DEPORTATIONSFor-Profit Immigration Detention Expands as Trump Accelerates His Deportation Plans

By Amanda Hernández

Published 16 April 2025

The Trump administration is moving quickly to dramatically expand the nation’s capacity for detaining immigrants who do not have legal authorization to be in the United States. States may not be able to limit or block new contracts with private companies.

The Trump administration is moving quickly to dramatically expand the nation’s capacity for detaining immigrants who do not have legal authorization to be in the United States.

The administration has largely turned to the for-profit, private prison industry to reopen or repurpose shuttered and aging facilities — many of which have been previously criticized for poor conditions and inadequate care.

In February, U.S. Immigration and Customs Enforcement announced it will reopen Delaney Hall in Newark, New Jersey. The detention facility, owned by private prison company GEO Group, has the capacity to hold about 1,000 people. It will become the largest ICE processing and detention center on the East Coast. The 15-year contract is valued at $1 billion.

Private prison operator CoreCivic also announced it will reopen the South Texas Family Residential Center in Dilley, Texas. The family detention site can house up to 2,400 ICE detainees, including children. The new contract will run through at least March 2030.

Private immigration detention is growing fast — again. The Trump administration is rapidly expanding immigration detention through billion-dollar contracts with private prison companies, including GEO Group and CoreCivic. Dozens of facilities may reopen across at least eight states, including places with long histories of abuse.

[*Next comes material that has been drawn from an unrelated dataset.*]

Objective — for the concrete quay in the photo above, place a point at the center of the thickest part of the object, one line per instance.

But while some communities and states are concerned about oversight and are pushing back, others see economic opportunity.

President Donald Trump isn’t the first president to rely on private contractors to detain immigrants. Tens of thousands were held in private facilities under both the Obama and Biden administrations.

But the new contracts mark the start of a planned expansion led by Trump’s border adviser, Tom Homan, who has called for boosting ICE’s detention capacity to at least 100,000 people.

Trump has repeatedly touted his goal of staging the “largest deportation operation in American history,” vowing to deport millions of people. There are an estimated 11 million immigrants who are not legally authorized to live in the United States, according to the Migration Policy Institute, an independent, nonpartisan think tank.

Acting ICE Director Todd Lyons told attendees of the 2025 Border Security Expo in Arizona this week that he wants the agency to become as efficient at deporting immigrants as e-commerce giant Amazon is at delivering packages.

“We need to get better at treating this like a business,” Lyons said, describing his ideal deportation process as “like [Amazon] Prime, but with human beings.”